Les principales organisations impliquées dans ce dossier ont décidé de faire connaître, vendredi, leur profonde déception » lors d’une conférence de presse.

Une « réforme en trompe l’œil », des « modifi­cations cosmétiques » : les mots pour caractéri­ser le sentiment dominant ne sont pas les mêmes. Mais le constat est partagé : la réforme qui se dessine derrière les propositions du grou­pe de travail et que Nicolas Sarkozy a déclaré fai­re siennes ne répond pas aux attentes. Le minis­tre de l’intérieur avait pourtant presque réussi à convaincre certaines associations et quelques personnalités comme Bertrand Tavemier de la sincérité de ses intentions réformatrices. Il avait ainsi publiquement reconnu le caractère « inhu­main» de l’interdiction du territoire français (ITF) pour « les étrangers dont l’essentiel de la vie est en France ».

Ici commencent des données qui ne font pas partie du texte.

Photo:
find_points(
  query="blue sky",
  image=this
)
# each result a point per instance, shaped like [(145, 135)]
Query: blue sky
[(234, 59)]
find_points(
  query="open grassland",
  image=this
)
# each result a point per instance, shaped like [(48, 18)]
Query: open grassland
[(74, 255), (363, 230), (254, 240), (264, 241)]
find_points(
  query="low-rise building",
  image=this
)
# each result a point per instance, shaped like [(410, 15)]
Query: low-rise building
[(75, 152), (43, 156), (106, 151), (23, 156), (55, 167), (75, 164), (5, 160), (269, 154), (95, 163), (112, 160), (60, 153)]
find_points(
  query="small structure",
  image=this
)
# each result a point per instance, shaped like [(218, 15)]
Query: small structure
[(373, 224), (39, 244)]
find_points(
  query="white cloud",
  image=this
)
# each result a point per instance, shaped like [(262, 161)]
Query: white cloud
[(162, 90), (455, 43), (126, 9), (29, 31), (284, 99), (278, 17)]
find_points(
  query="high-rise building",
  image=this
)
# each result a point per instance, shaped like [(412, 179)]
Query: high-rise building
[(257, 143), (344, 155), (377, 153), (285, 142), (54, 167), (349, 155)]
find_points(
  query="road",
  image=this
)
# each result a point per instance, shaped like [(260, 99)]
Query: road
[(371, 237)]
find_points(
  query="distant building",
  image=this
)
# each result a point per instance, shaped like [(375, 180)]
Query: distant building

Confronté à une campagne efficace qui mobili­sait associations, syndicats et organisations poli­tiques, relayée par des députés de plus en plus nombreux, y compris dans les propres rangs de la majorité, le ministre de l’intérieur était conve­nu qu’il était nécessaire de réformer l’ordonnan­ce de 1945 sur le séjour des étrangers.

« SE DONNER UNE IMAGE »

La réforme dessinée par le rapport du groupe ad hoc ne remet pas en cause le principe de la double peine, mais tente de l’aménager en le ren­dant moins arbitraire. Certaines associations ont l’impression de s’être fait flouer. « On est dans le domaine des effets d’annonce et de l’instrumentali­sation des associations avec un faux dialogue », analyse Michel Tubiana, président de la Ligue des droits de l’homme (LDH). « Ces propositions vont permettre au ministre de se donner une ima­ge de mouvement alors que rien ne bouge. »

Même sévérité au Gisti, où l’on juge que si le ton général du rapport est « il faut être humain », en même temps, selon Stéphane Maugendre, avocat et vice-président de l’association, « au nom de l’“éthique de responsabilité” avan­cée pour justifier le maintien de la double peine, des principes de base comme la non-discrimina­tion et la proportionnalité des peines sont invalidés ».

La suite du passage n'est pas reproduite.